Turning the Business School Case Study on its Head: Lenny Kessler-Vaschetti ’15
At IE Brown, we make the audacious claim to redefine business management education for a 21st century economy. One way we’re doing that is by reimagining the traditional business school case study method to better prepare professionals to impact business. In the interview below Lenny Kessler-Vaschetti explains how he worked with cohort members to meet the challenges posed by this new methodological approach and how it energized his career.
Turning the Case Method on Its Head
Like other Executive MBA programs, IE Brown uses the traditional case study method which provides students an excellent opportunity to debate the merits of a business case from multiple disciplinary perspectives. But, according to Lenny, “My cohort members and I learned the most from IE Brown’s less traditional case studies which forced us to think beyond the confines of conventional business wisdom.”
American Slavery as a Business Case Study
Lenny explained how IE Brown draws on the humanities to broaden and strengthen business leadership. As an example, he shared how his cohort learned about lobbying in the context of the rise and fall of American slavery. “The power of lobbying as a business tactic pops when you think of how it was used to create favorable conditions for trading unfree people in a free market. Going forward, we’ll all think of lobbying as a means to build businesses but we’ll do it with an awareness that our actions have consequences that impact the health and well-being of people and our planet. These actions will be judged not just by history but by consumers who can easily abandon tainted brands in today’s competitive global markets.”

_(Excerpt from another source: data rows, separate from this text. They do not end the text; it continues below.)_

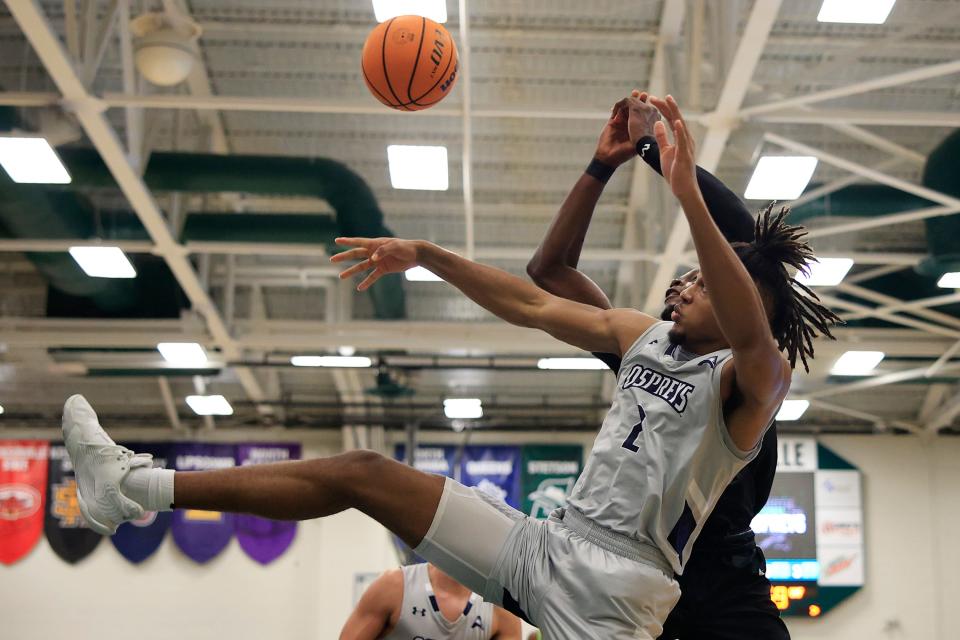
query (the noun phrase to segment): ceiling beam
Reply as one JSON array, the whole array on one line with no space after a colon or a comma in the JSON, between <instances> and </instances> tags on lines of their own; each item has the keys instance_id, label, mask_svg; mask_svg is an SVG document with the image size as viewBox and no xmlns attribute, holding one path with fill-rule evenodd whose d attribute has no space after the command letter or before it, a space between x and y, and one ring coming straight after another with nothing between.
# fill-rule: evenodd
<instances>
[{"instance_id":1,"label":"ceiling beam","mask_svg":"<svg viewBox=\"0 0 960 640\"><path fill-rule=\"evenodd\" d=\"M814 399L838 396L844 393L853 393L854 391L863 391L864 389L882 387L888 384L909 382L910 380L919 380L920 378L924 377L926 370L926 367L918 367L915 369L906 369L904 371L895 371L893 373L874 376L864 380L857 380L856 382L826 385L820 389L815 389L809 393L805 393L802 397L812 402ZM955 371L960 371L960 364L947 365L941 369L941 373L952 373Z\"/></svg>"},{"instance_id":2,"label":"ceiling beam","mask_svg":"<svg viewBox=\"0 0 960 640\"><path fill-rule=\"evenodd\" d=\"M927 431L940 431L950 426L950 423L952 423L958 415L960 415L960 392L957 392L953 397L940 405L940 408L935 410L933 414L927 418L923 427Z\"/></svg>"},{"instance_id":3,"label":"ceiling beam","mask_svg":"<svg viewBox=\"0 0 960 640\"><path fill-rule=\"evenodd\" d=\"M230 335L216 305L207 294L186 254L177 244L167 226L163 212L144 184L139 172L130 164L116 132L104 116L98 100L87 93L60 40L54 33L35 0L6 0L7 7L30 41L37 56L64 100L72 107L77 119L100 153L120 190L127 197L134 212L150 234L156 247L189 298L193 309L205 320L213 341L229 359L242 357L242 349ZM249 369L239 368L237 377L251 400L264 399L263 389ZM265 407L269 410L268 407Z\"/></svg>"},{"instance_id":4,"label":"ceiling beam","mask_svg":"<svg viewBox=\"0 0 960 640\"><path fill-rule=\"evenodd\" d=\"M888 158L873 168L877 171L887 171L900 164L903 164L902 158ZM811 202L813 200L818 200L823 196L835 193L840 189L849 187L852 184L858 184L860 182L863 182L863 178L857 174L850 174L842 178L837 178L836 180L822 184L819 187L815 187L810 191L805 191L802 196L790 201L790 208L796 210L796 208L802 204L806 204L807 202Z\"/></svg>"},{"instance_id":5,"label":"ceiling beam","mask_svg":"<svg viewBox=\"0 0 960 640\"><path fill-rule=\"evenodd\" d=\"M754 105L752 107L742 109L739 113L739 116L741 118L751 117L762 113L781 111L790 107L799 107L806 104L824 102L826 100L845 98L847 96L867 93L869 91L876 91L878 89L896 87L903 84L909 84L911 82L920 82L921 80L930 80L931 78L939 78L941 76L952 75L954 73L960 73L960 60L952 60L950 62L944 62L943 64L917 67L908 71L901 71L900 73L894 73L888 76L881 76L879 78L871 78L861 82L854 82L852 84L842 87L835 87L833 89L827 89L825 91L814 91L813 93L806 93L800 96L786 98L784 100L776 100L774 102Z\"/></svg>"},{"instance_id":6,"label":"ceiling beam","mask_svg":"<svg viewBox=\"0 0 960 640\"><path fill-rule=\"evenodd\" d=\"M783 147L784 149L789 149L791 151L796 151L798 153L803 153L805 155L816 156L823 162L831 164L839 169L844 169L851 173L863 176L869 180L879 182L880 184L885 184L887 186L893 187L895 189L900 189L901 191L906 191L907 193L912 193L915 196L921 198L926 198L933 202L937 202L947 207L957 207L960 208L960 198L954 198L935 189L930 189L912 182L908 182L901 178L891 176L889 174L883 173L882 171L877 171L876 169L871 169L870 167L865 167L862 164L853 162L852 160L847 160L836 156L832 153L823 151L822 149L817 149L811 147L810 145L803 144L796 140L791 140L790 138L785 138L784 136L777 135L775 133L767 133L764 135L764 139L772 142L776 145ZM884 216L886 218L886 216Z\"/></svg>"},{"instance_id":7,"label":"ceiling beam","mask_svg":"<svg viewBox=\"0 0 960 640\"><path fill-rule=\"evenodd\" d=\"M769 124L859 124L884 127L960 127L956 111L887 111L885 109L786 110L748 120Z\"/></svg>"},{"instance_id":8,"label":"ceiling beam","mask_svg":"<svg viewBox=\"0 0 960 640\"><path fill-rule=\"evenodd\" d=\"M840 224L831 224L810 229L807 232L807 238L834 237L841 233L852 233L854 231L864 231L866 229L876 229L877 227L889 227L895 224L904 224L906 222L917 222L927 218L941 218L943 216L953 215L960 211L960 207L936 206L924 207L923 209L911 209L902 213L890 213L882 216L871 215L864 220L855 222L842 222Z\"/></svg>"},{"instance_id":9,"label":"ceiling beam","mask_svg":"<svg viewBox=\"0 0 960 640\"><path fill-rule=\"evenodd\" d=\"M753 72L760 62L767 37L780 11L780 4L781 0L756 0L753 4L743 35L740 37L740 44L730 64L729 73L723 83L717 107L703 136L703 142L699 145L697 164L707 171L716 171L720 164L720 156L736 124L736 115L747 95ZM647 289L647 299L643 308L648 313L655 313L656 309L662 305L663 291L676 272L689 239L690 229L687 219L682 212L679 212L675 216L673 227L667 237L663 259L659 262L650 287Z\"/></svg>"},{"instance_id":10,"label":"ceiling beam","mask_svg":"<svg viewBox=\"0 0 960 640\"><path fill-rule=\"evenodd\" d=\"M949 349L940 354L940 357L923 372L924 377L932 378L937 375L957 353L960 353L960 340L954 342Z\"/></svg>"},{"instance_id":11,"label":"ceiling beam","mask_svg":"<svg viewBox=\"0 0 960 640\"><path fill-rule=\"evenodd\" d=\"M475 257L475 236L476 228L474 225L473 209L473 105L471 102L470 85L470 14L467 11L467 0L458 0L459 22L460 22L460 49L459 70L460 74L460 95L461 95L461 191L463 191L463 222L464 222L464 244L466 251L464 256L467 260L473 260ZM532 255L532 254L531 254Z\"/></svg>"},{"instance_id":12,"label":"ceiling beam","mask_svg":"<svg viewBox=\"0 0 960 640\"><path fill-rule=\"evenodd\" d=\"M869 145L874 149L879 149L880 151L892 156L893 159L900 158L918 167L922 167L927 162L927 157L922 153L917 153L913 149L908 149L903 145L891 142L889 138L878 136L877 134L867 131L866 129L862 129L855 124L850 124L848 122L829 122L825 126L833 129L834 131L839 131L847 137ZM883 169L877 170L883 171Z\"/></svg>"},{"instance_id":13,"label":"ceiling beam","mask_svg":"<svg viewBox=\"0 0 960 640\"><path fill-rule=\"evenodd\" d=\"M873 298L875 301L877 297L878 296L876 294L873 295ZM884 296L884 297L889 298L889 296ZM886 303L882 304L882 306L871 309L869 314L865 311L857 312L857 313L849 314L844 319L858 320L860 318L870 317L871 315L873 315L874 317L879 317L874 314L894 313L898 311L906 311L908 313L913 313L916 315L923 315L921 314L921 311L926 311L928 307L940 307L945 304L956 304L958 302L960 302L960 293L948 293L942 296L933 296L931 298L921 298L919 300L897 300L896 298L890 298ZM936 314L937 316L946 316L946 318L950 319L950 322L947 324L951 324L952 326L960 325L960 321L958 321L957 318L954 318L953 316L949 316L947 314L940 314L937 312L927 312L927 313L928 315ZM943 322L943 320L938 320L938 322Z\"/></svg>"},{"instance_id":14,"label":"ceiling beam","mask_svg":"<svg viewBox=\"0 0 960 640\"><path fill-rule=\"evenodd\" d=\"M960 329L960 318L951 316L947 313L941 313L940 311L932 311L927 308L928 306L937 306L937 304L958 302L960 301L960 295L947 296L947 300L945 302L931 298L927 298L925 300L905 301L880 293L879 291L874 291L873 289L867 289L855 284L850 284L849 282L841 282L836 286L836 289L837 291L843 291L844 293L855 295L859 298L863 298L864 300L869 300L870 302L876 302L877 304L881 305L880 307L877 307L878 311L909 310L912 314L921 318L926 318L932 322L939 322L940 324ZM930 302L931 300L933 300L932 303ZM849 320L850 318L848 317L847 319Z\"/></svg>"},{"instance_id":15,"label":"ceiling beam","mask_svg":"<svg viewBox=\"0 0 960 640\"><path fill-rule=\"evenodd\" d=\"M238 214L242 215L242 214ZM119 247L130 253L153 253L162 255L158 246L149 240L75 240L70 238L0 238L0 252L10 251L67 251L70 247L99 247L109 245ZM465 253L464 247L447 246L455 253ZM326 247L318 244L300 243L260 243L260 242L231 242L204 240L176 244L175 249L180 254L233 254L255 256L310 256L322 258L326 256ZM478 260L529 260L536 251L536 247L503 247L481 246L474 249L474 257ZM824 254L827 255L827 254ZM848 255L848 254L843 254ZM903 254L903 260L914 264L919 258L912 254ZM586 262L655 262L660 258L657 253L641 249L584 249L581 260Z\"/></svg>"},{"instance_id":16,"label":"ceiling beam","mask_svg":"<svg viewBox=\"0 0 960 640\"><path fill-rule=\"evenodd\" d=\"M173 16L179 16L184 20L195 22L190 10L183 0L163 0L164 10ZM203 55L203 50L199 44L194 45L196 61L190 75L187 76L187 89L191 95L209 97L213 95L213 88L210 84L210 72L207 69L207 61ZM213 153L230 153L230 143L227 140L227 131L223 126L223 116L217 110L197 111L197 117L205 123L210 133L210 150Z\"/></svg>"},{"instance_id":17,"label":"ceiling beam","mask_svg":"<svg viewBox=\"0 0 960 640\"><path fill-rule=\"evenodd\" d=\"M897 315L891 311L884 311L879 308L875 309L872 307L865 307L862 304L857 304L856 302L851 302L849 300L842 300L835 296L824 293L820 294L820 300L828 305L853 311L858 318L880 318L881 320L886 320L887 322L903 325L905 327L911 327L913 329L919 329L920 331L926 331L927 333L947 336L950 338L960 338L960 330L950 329L939 324L917 320L916 318L911 318L909 316ZM852 316L854 314L849 315ZM844 320L851 319L847 314L841 314L840 317Z\"/></svg>"},{"instance_id":18,"label":"ceiling beam","mask_svg":"<svg viewBox=\"0 0 960 640\"><path fill-rule=\"evenodd\" d=\"M131 89L124 93L105 92L100 99L112 108L189 109L217 111L261 111L273 113L318 113L384 116L393 113L379 104L332 102L313 98L193 96L187 94L139 95ZM14 107L50 107L61 103L56 93L35 91L0 91L0 104ZM534 118L548 120L589 120L596 122L609 116L603 109L541 109L498 107L473 109L474 118ZM405 114L410 118L461 118L455 107L432 107ZM709 120L713 112L685 111L690 122ZM794 109L744 118L752 122L773 124L857 124L886 127L960 127L960 113L952 111L891 111L884 109Z\"/></svg>"},{"instance_id":19,"label":"ceiling beam","mask_svg":"<svg viewBox=\"0 0 960 640\"><path fill-rule=\"evenodd\" d=\"M683 17L686 12L686 0L666 0L660 13L660 30L656 50L650 69L646 89L653 95L662 96L667 90L669 51L676 45L683 29ZM672 72L672 69L670 69ZM637 247L641 230L639 222L643 209L650 205L651 169L645 162L634 159L630 171L630 190L627 195L627 213L624 217L623 240L620 248L630 251ZM649 216L645 216L649 219ZM640 265L621 263L617 271L614 304L635 307L640 304Z\"/></svg>"},{"instance_id":20,"label":"ceiling beam","mask_svg":"<svg viewBox=\"0 0 960 640\"><path fill-rule=\"evenodd\" d=\"M905 431L909 431L910 433L919 433L921 431L920 427L911 422L906 422L904 420L890 420L889 418L878 416L875 413L860 411L859 409L851 409L850 407L844 407L842 405L826 402L824 400L813 399L810 400L810 404L818 409L824 409L833 413L839 413L843 416L849 416L851 418L873 423L878 429L881 430L886 430L888 427L897 427Z\"/></svg>"}]
</instances>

Creating Case Studies in South Africa
South Africa presented an opportunity to convert case studies into something you do rather than debate. “In South Africa, we didn’t just read marketing cases and write three pages on how to tackle a problem.” Instead Lenny and his cohort had to come up with business plans working with local businesses in Khayelitsha, one of the largest and fastest growing townships in Cape Town South Africa. “We literally stumbled onto a library of case studies: each one of the great entrepreneurs we met taught us something.”
According to Lenny, this experience forced him to apply the skills they learned throughout the program. “Since townships were a new experience for most of us, we were hyper-aware of the uniqueness this market posed. Utilizing the skills we acquired in our Ethnography course, we had to drop our preconceived notions and start with a blank slate. We sought input from residents to grasp how they felt, what motivated them and how they viewed their needs and desires. We came up with our own business plans, debated them within our cohort with multiple disciplinary and geographical perspectives, and then went back to the field to correct them.”
Nothing is Impossible
Lenny explained how unshackling the case method experience built his business acuity by giving him a framework and business network to understand and tap into opportunities in complex markets. "When I started IE Brown, I was a pure financial guy ready for a life change. I viewed the world through a strategy and finance lens though my work was varied and cross-cultural. Now when I look at any business opportunity, I take a much broader perspective and consider issues like social impact, marketing and more. It's the big bang effect of focusing a diverse group of people on the same project."